She also told of the CIA interrogation of Abu Zubaydah, who was
not only waterboarded (a technique in which he was made to feel
that he was about to be drowned) but also "kept in . . . a small
cage, about one meter [39.7 inches] by one meter, in which he
couldn't stand up for a long period of time. [The CIA] called it
the dog box."
Whether or not there is another Nuremberg trial—and Congress
continues to stay asleep—future historians of the Bush
administration will surely also refer to Leave No Marks:
Enhanced Interrogation Techniques and the Risk of Criminality,
the July report by Human Rights First and Physicians for Social
Responsibility.
The report emphasizes that the president's July executive order
on CIA interrogations—which, though it is classified, was widely
hailed as banning "torture and cruel and inhuman
treatment"—"fails explicitly to rule out the use of the
'enhanced' techniques that the CIA authorized in March, 2002,
"with the president's approval (emphasis added).
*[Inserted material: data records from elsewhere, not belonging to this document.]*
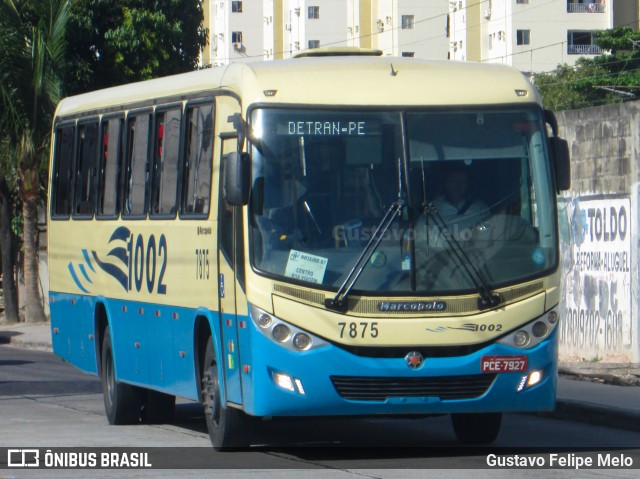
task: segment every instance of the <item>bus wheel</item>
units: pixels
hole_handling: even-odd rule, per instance
[[[143,422],[147,424],[170,423],[176,409],[176,397],[150,389],[146,393],[142,408]]]
[[[109,424],[134,424],[140,421],[142,394],[135,386],[116,380],[109,328],[105,329],[102,340],[102,395]]]
[[[250,418],[239,409],[226,407],[220,398],[218,365],[211,338],[207,341],[202,367],[202,405],[211,444],[218,450],[248,447]]]
[[[452,414],[456,438],[465,444],[491,444],[498,437],[501,413]]]

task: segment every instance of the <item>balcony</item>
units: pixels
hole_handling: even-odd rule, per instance
[[[567,45],[569,55],[601,55],[604,50],[598,45]]]
[[[567,2],[567,13],[605,13],[607,11],[604,0],[594,2]]]

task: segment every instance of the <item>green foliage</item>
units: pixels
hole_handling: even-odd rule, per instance
[[[202,22],[202,0],[76,0],[67,93],[195,70]]]
[[[0,0],[0,131],[18,170],[46,164],[70,0]]]
[[[586,108],[631,100],[640,95],[640,32],[617,27],[595,40],[606,53],[580,59],[575,67],[558,66],[534,77],[545,107]]]

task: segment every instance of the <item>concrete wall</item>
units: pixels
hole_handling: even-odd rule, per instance
[[[557,116],[572,155],[559,205],[560,357],[639,362],[640,103]]]

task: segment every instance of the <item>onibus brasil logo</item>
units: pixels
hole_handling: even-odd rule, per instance
[[[157,239],[152,234],[145,240],[143,235],[120,226],[107,244],[111,250],[106,257],[100,258],[95,250],[83,248],[84,261],[69,262],[69,274],[80,291],[89,294],[99,275],[107,274],[127,292],[167,294],[168,248],[164,234]]]

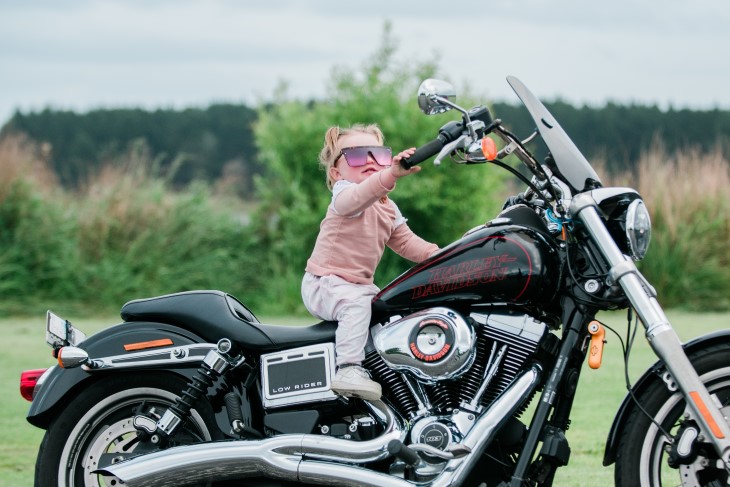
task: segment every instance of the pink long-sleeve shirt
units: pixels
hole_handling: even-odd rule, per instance
[[[390,171],[379,171],[359,184],[337,181],[306,271],[372,284],[386,245],[413,262],[436,252],[438,246],[413,233],[388,198],[393,189],[395,178]]]

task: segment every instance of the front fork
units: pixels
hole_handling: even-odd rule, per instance
[[[730,472],[730,425],[727,419],[684,353],[677,333],[656,300],[656,292],[634,262],[621,253],[606,230],[595,203],[590,204],[588,199],[583,201],[585,206],[578,208],[577,216],[608,260],[611,270],[607,284],[618,283],[626,293],[646,328],[651,348],[667,367],[697,422],[707,433],[706,437],[722,458],[725,470]]]

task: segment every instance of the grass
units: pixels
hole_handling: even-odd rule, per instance
[[[87,334],[118,322],[118,318],[77,319],[67,315]],[[600,317],[622,335],[625,314]],[[730,313],[671,312],[669,318],[683,341],[710,331],[730,327]],[[268,319],[268,323],[309,323],[308,319]],[[29,403],[18,391],[21,371],[53,364],[50,348],[44,343],[45,317],[0,319],[0,333],[8,337],[0,357],[0,486],[32,485],[33,468],[43,431],[25,421]],[[642,330],[639,330],[641,335]],[[571,446],[570,464],[558,471],[555,485],[607,486],[613,484],[613,468],[602,466],[603,449],[613,416],[625,395],[623,362],[618,340],[610,332],[603,366],[592,370],[586,365],[580,378],[572,425],[567,433]],[[655,358],[646,341],[637,336],[630,367],[635,380]]]

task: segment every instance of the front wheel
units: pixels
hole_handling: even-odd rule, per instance
[[[689,357],[707,387],[730,412],[730,344],[716,345]],[[699,441],[698,427],[685,415],[686,402],[679,392],[657,380],[640,396],[639,402],[661,430],[638,407],[634,407],[623,429],[616,456],[617,486],[659,487],[727,486],[728,475],[712,446]],[[664,432],[662,432],[664,430]],[[668,441],[665,433],[671,436]],[[674,445],[683,444],[678,449]],[[692,444],[687,448],[687,444]],[[681,453],[681,454],[680,454]]]
[[[35,487],[101,487],[93,471],[145,451],[154,445],[138,441],[132,418],[153,418],[175,403],[186,381],[171,374],[110,375],[81,391],[51,423],[41,443]],[[176,445],[220,438],[210,405],[191,411],[174,435]]]

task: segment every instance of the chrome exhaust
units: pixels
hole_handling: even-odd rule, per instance
[[[403,441],[406,432],[395,413],[382,401],[366,402],[385,432],[368,441],[321,435],[281,435],[257,441],[220,441],[170,448],[97,470],[130,487],[179,486],[204,480],[269,477],[299,480],[299,463],[321,459],[369,463],[388,457],[388,443]],[[352,467],[346,467],[348,470]],[[367,471],[369,472],[369,471]],[[386,476],[387,477],[387,476]],[[392,477],[388,477],[392,479]],[[386,485],[379,480],[379,484]],[[362,484],[360,484],[362,485]]]
[[[535,389],[541,374],[542,368],[535,365],[520,375],[464,438],[462,444],[471,453],[450,460],[443,473],[419,485],[445,487],[462,482],[499,428]],[[388,443],[393,439],[403,441],[407,434],[383,402],[367,404],[387,420],[385,433],[373,440],[358,442],[320,435],[282,435],[257,441],[200,443],[150,453],[96,473],[115,477],[128,487],[178,487],[193,482],[246,477],[317,485],[412,487],[413,483],[407,480],[353,465],[388,457]]]

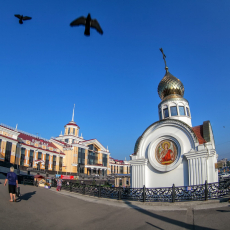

In 2002, then–Secretary of State Colin Powell denounced the
"torture" memos and other interrogation techniques in internal
reports that reached the White House. It's a pity he didn't also
tell us. But Powell's objections should keep him out of the
defendants' dock in any future international trial.
From the Leave No Marks report, here are some of the American
statutes that the CIA, the Defense Department, and the Justice
Department have utterly violated:
In the 1994 Torture Convention Implementation Act, we put into
U.S. law what we had signed in Article 5 of the UN Convention
Against Torture, which is defined as "an act 'committed by an
[officially authorized] person' . . . specifically intended to
inflict severe physical or mental pain or suffering . . . upon
another person within his custody or physical control."
The 1997 U.S. War Crimes Act "criminalizes . . . specifically
enumerated war crimes that the legislation refers to as 'grave
breaches' of Common Article 3 [of the Geneva Conventions],
including the war crimes of torture and 'cruel or inhuman
treatment.'"
The Leave No Marks report very valuably brings the Supreme
Court— before Chief Justice John Roberts took over—into the
war-crimes record of this administration. I strongly suggest
that Human Rights First and Physicians for Social Responsibility
send their report—with the following section underlined—to every
current member of the Supreme Court and Congress:
"The Supreme Court has long considered prisoner treatment to
violate substantive due process if the treatment 'shocks the
conscience,' is bound to offend even hardened sensibilities, or
offends 'a principle of justice so rooted in the traditions and
conscience of our people as to be ranked as fundamental.'"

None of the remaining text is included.